Étant chargé de cours en cyberstratégie économique et financière, je puis ajouter que l’on commence tout juste à se rendre compte combien nos flux économico-financiers sont vulnérables, et de la nécessité de renforcer leur résilience, et ce alors que quelques occurrences ne manquent pas de nous alerter depuis quelques années : Serge Humpich en 1997 déjà avait mis en exergue la vulnérabilité du système de cartes à puce, et depuis les fraudes à la carte bancaire n’ont cessé d’exploser (le livre blanc Certissim sur les fraudes à la carte bancaire indique qu’il aurait pu atteindre 1,7 milliard d’euros pour l’année 2012 si chaque tentative avait abouti) ; le 6 mai 2010 le cours du Dow Jones chuta dramatiquement de 998,5 points suite à un dysfonctionnement informatique, lui donnant le nom pour la postérité de Flash Crash. Imaginons un seul instant qu’un groupe bien organisé et compétent, sous tutelle étatique ou non, décide de frapper un pays violemment, la paralysie du circuit financier serait terriblement handicapante pour la cible visée : bourses suspendues, salaires et traitements non versés, transactions en ligne impossibles, versement des impôts rendus caducs, etc.
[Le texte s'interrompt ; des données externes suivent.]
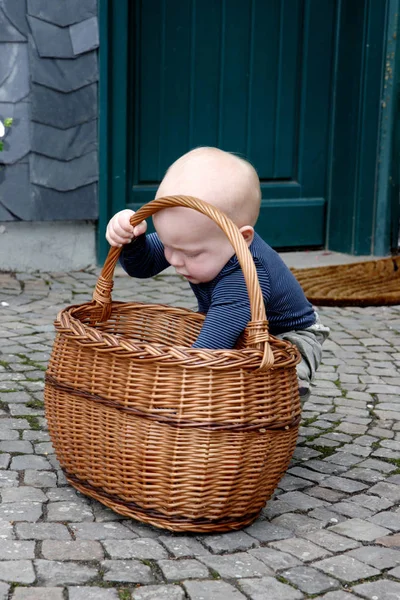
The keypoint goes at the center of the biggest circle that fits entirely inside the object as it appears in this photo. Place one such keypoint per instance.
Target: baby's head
(194, 244)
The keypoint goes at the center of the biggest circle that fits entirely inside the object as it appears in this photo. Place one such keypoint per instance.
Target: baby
(202, 254)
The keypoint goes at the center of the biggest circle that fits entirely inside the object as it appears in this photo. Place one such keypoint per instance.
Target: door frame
(373, 229)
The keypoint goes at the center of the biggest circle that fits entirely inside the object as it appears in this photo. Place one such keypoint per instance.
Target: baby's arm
(142, 255)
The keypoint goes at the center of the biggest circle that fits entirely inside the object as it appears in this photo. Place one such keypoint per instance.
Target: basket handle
(256, 333)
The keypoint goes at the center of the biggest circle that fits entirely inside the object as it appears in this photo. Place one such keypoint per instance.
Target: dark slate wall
(48, 85)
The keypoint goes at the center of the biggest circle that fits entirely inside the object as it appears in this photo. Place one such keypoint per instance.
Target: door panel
(249, 76)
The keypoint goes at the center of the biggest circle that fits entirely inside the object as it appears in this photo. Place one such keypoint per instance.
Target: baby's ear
(247, 232)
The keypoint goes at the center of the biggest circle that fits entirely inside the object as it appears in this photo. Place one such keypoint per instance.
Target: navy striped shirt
(224, 300)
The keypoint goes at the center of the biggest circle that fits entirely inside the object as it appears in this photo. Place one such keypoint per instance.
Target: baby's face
(193, 244)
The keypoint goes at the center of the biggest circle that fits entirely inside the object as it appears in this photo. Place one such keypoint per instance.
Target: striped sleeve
(144, 257)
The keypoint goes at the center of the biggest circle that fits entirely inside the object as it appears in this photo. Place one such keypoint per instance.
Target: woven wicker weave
(368, 283)
(181, 438)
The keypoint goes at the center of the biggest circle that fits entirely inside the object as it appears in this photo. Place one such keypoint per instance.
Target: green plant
(3, 126)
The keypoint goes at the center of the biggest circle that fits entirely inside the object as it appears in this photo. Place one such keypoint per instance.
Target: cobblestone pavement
(332, 531)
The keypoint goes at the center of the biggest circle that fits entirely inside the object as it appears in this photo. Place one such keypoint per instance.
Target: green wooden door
(249, 76)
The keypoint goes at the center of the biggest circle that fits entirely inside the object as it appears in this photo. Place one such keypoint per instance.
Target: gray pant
(309, 343)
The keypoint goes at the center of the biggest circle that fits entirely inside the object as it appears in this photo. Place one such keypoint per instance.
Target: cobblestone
(333, 522)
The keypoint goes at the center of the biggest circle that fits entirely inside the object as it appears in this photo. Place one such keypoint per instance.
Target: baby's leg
(309, 343)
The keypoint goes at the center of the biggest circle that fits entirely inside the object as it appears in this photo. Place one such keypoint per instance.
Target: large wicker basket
(181, 438)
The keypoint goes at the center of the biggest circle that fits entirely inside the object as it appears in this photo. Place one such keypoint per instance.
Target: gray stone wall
(48, 86)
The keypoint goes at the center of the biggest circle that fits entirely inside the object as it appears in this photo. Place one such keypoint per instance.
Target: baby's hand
(120, 231)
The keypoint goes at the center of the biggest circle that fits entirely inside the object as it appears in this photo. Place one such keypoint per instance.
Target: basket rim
(68, 323)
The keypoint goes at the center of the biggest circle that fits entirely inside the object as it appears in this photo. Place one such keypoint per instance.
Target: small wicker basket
(180, 438)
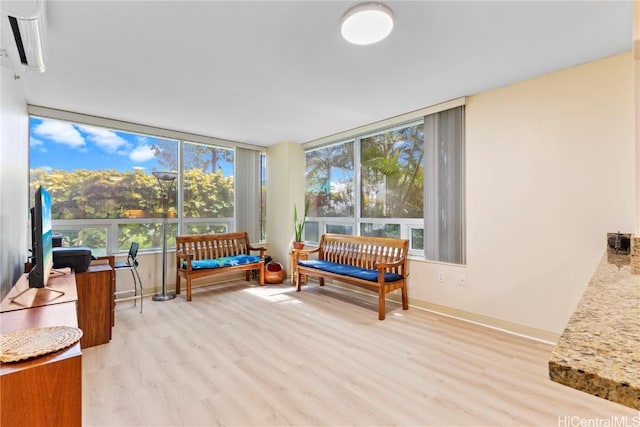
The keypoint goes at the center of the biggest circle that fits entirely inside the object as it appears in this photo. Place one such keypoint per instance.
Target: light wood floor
(241, 355)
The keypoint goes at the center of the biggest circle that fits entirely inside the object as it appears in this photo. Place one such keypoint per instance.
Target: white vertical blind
(444, 186)
(247, 190)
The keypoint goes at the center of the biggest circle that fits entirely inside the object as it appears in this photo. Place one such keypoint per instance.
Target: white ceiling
(271, 71)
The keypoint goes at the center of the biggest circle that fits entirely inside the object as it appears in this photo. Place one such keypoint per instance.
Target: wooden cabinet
(45, 390)
(95, 304)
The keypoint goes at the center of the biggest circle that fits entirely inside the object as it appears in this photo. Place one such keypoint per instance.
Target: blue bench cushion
(348, 270)
(227, 261)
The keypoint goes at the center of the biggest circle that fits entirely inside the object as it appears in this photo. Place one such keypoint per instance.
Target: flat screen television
(42, 242)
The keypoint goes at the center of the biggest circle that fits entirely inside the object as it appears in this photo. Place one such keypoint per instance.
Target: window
(105, 196)
(392, 173)
(329, 180)
(208, 191)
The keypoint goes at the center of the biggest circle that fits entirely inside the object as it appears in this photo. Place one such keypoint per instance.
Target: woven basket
(28, 343)
(273, 272)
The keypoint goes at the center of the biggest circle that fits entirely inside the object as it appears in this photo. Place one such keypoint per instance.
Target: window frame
(112, 225)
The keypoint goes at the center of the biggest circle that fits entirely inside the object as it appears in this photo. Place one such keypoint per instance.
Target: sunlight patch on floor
(272, 294)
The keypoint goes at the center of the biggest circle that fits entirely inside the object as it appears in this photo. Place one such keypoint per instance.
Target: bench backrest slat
(363, 251)
(211, 246)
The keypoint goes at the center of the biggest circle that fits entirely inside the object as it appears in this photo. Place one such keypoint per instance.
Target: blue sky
(68, 146)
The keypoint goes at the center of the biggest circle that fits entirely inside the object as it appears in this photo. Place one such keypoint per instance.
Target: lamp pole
(166, 180)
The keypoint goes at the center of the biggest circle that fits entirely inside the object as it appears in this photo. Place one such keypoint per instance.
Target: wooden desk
(63, 281)
(95, 304)
(46, 390)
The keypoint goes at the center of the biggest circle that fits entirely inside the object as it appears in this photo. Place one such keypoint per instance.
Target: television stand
(28, 289)
(60, 289)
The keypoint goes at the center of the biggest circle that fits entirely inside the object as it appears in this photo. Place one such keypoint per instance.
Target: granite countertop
(599, 350)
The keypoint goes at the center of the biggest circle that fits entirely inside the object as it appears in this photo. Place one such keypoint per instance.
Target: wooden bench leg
(381, 305)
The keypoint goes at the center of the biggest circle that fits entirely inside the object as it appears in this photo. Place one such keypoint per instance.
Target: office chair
(132, 265)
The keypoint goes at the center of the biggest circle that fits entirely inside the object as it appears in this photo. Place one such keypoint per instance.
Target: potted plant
(298, 225)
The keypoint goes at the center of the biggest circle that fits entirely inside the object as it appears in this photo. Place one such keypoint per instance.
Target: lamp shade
(367, 23)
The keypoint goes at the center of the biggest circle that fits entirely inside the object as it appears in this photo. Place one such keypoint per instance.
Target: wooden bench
(377, 263)
(196, 253)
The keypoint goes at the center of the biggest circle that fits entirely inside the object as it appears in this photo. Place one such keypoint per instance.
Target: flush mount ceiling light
(367, 23)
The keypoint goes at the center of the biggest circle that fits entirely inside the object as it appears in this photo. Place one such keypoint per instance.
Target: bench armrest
(384, 265)
(184, 257)
(298, 252)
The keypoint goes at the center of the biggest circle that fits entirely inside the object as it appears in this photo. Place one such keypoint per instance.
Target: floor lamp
(167, 181)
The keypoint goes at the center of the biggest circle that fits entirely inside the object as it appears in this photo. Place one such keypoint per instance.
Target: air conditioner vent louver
(26, 27)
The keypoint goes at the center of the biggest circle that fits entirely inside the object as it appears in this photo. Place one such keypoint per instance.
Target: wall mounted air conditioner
(24, 32)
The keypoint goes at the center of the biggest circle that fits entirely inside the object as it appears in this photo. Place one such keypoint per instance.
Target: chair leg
(135, 287)
(139, 284)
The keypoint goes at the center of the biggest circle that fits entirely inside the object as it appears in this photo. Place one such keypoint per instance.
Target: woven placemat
(27, 343)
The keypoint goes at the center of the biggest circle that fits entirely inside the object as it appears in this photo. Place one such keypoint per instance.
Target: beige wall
(550, 171)
(14, 180)
(636, 55)
(285, 178)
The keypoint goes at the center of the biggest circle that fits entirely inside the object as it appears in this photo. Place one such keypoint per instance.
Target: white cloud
(142, 153)
(60, 132)
(106, 139)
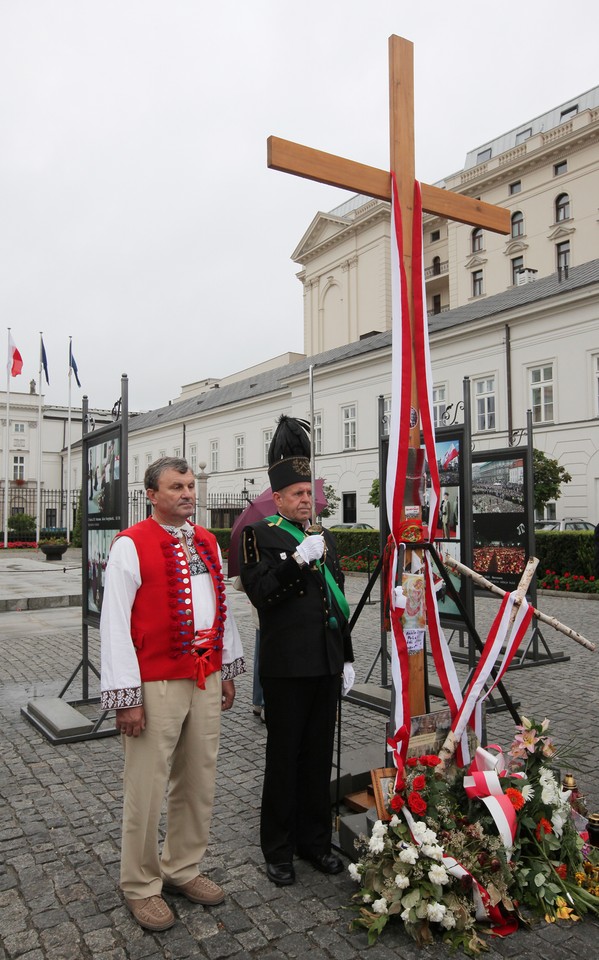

Le Financial Oversight Stability Council, une agence fédérale américaine chargé d’étudier la fiabilité des réseaux financiers, n’a pas manqué dans son rapport 2013 de souligner combien ce point se devait désormais d’être traitée prioritairement par les autorités en raison du danger inhérent.
Ce n’est pas le seul enjeu du cyberespace, pluriel de rigueur. Ils sont aussi divers que cet espace est protéiforme. Pour résumer cependant, on peut les placer sur cinq plans : politique, économique et financier, social, militaire, éducatif. La maîtrise du cyberespace et le succès à en tirer le meilleur parti sans subir des atteintes préjudiciables est déjà un enjeu majeur de ce début du XXIe siècle, comme l’atteste la littérature abondante qui émane de pays occidentaux, États-Unis en tête. C’est pourquoi la cyberstratégie a un réel devenir car elle n’est pas un tout monolithique où une recette appliquée à un enjeu spécifique serait automatiquement transposable à un autre enjeu, chaque secteur visé impose une stratégie différenciée en raison d’un contexte, de modalités de fonctionnement, d’acteurs et d’objectifs propres.
Vous opposez les cyberstratégies russe et américaine. Quelles sont les différences entre les deux ? Et comment expliquer que ces logiques soient si différentes ?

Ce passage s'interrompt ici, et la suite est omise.